Probably not a great example use for overlays, but I tried anyways. (I don't know OOP "design patterns" at all.) It could definitely be a useful feature, but not so much here. (Remember I rebuilt old NASM 0.98.39 with Turbo C++ 1.01? I assume NASM's preprocessor would make a great overlay since you only need it at the beginning. But I have no idea how to fix that yet. I still need to read the physical manuals there.)

P.S. By coincidence, it's Niklaus Wirth's birthday. Happy 86th!

Rugxulo

Homepage

Usono,
18.02.2020, 03:03

@ Rugxulo

Turbo Pascal overlays

> Just to play around, I have a small project that is nine files (8 units and
> one main .PAS), not even 600 lines total. It doesn't use the heap at all
> (so uses roughly 33 kb of memory).

Because overlays use the heap, I wasn't sure, so I just removed the {$M ...} pragma from my source. But I should've just used {$M 4096,0,655360} to minimize the stack (which is a generous 16k by default, quite large for 16-bit). So that saves me an additional 12k. So the program really only needs about 20k of RAM. Obviously it doesn't matter than much on "modern" (full 640k) machines, but since we're splitting hairs anyways ....

ecm

Homepage E-mail

Düsseldorf, Germany,
05.03.2020, 16:42

@ Rugxulo

Turbo Pascal overlays & NASM Preprocessor

> Probably not a great example use for overlays, but I tried anyways. (I
> don't know OOP "design patterns" at all.) It could definitely be a useful
> feature, but not so much here. (Remember I rebuilt old NASM 0.98.39 with
> Turbo C++ 1.01? I assume NASM's preprocessor would make a great overlay
> since you only need it at the beginning. But I have no idea how to fix that
> yet. I still need to read the physical manuals there.)
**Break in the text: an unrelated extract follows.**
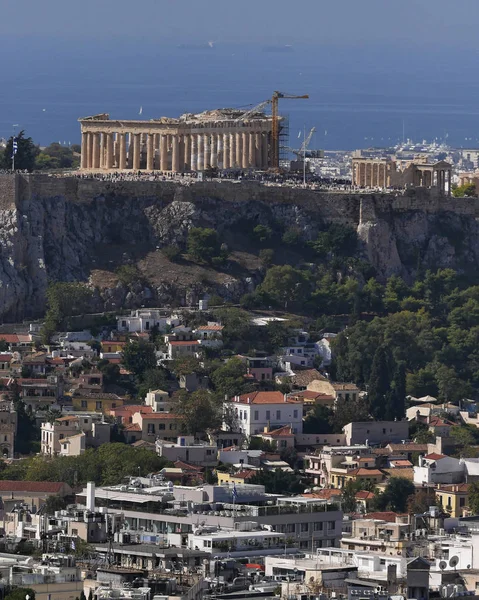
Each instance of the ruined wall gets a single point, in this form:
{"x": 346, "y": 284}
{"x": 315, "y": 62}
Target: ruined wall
{"x": 55, "y": 228}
Actually, the NASM preprocessor is run on each pass of the assembler. That's why my sources won't work with nasm -E (preprocess-only mode). For example, I often use constructs like %assign foo $ - $$. Using equ and *then* %assign allows even to learn of numbers that cannot be evaluated (as a critical expression) at that point in the source yet. I barely use the latter as yet, though.

For an example of the former, consider the _386 patch section macro in debug.mac. It uses %assign and then after the to-be-patched part %rep, each with $ (current assembly address).

During the work to split the data/entry section from the code section (and address them using different segments), I had to enable the _WPT_LABELS option, which avoids the %assign trickery in the patch macro. As noted there, this made the assembly take more than 2 minutes. Therefore I disabled this option as I finished the split.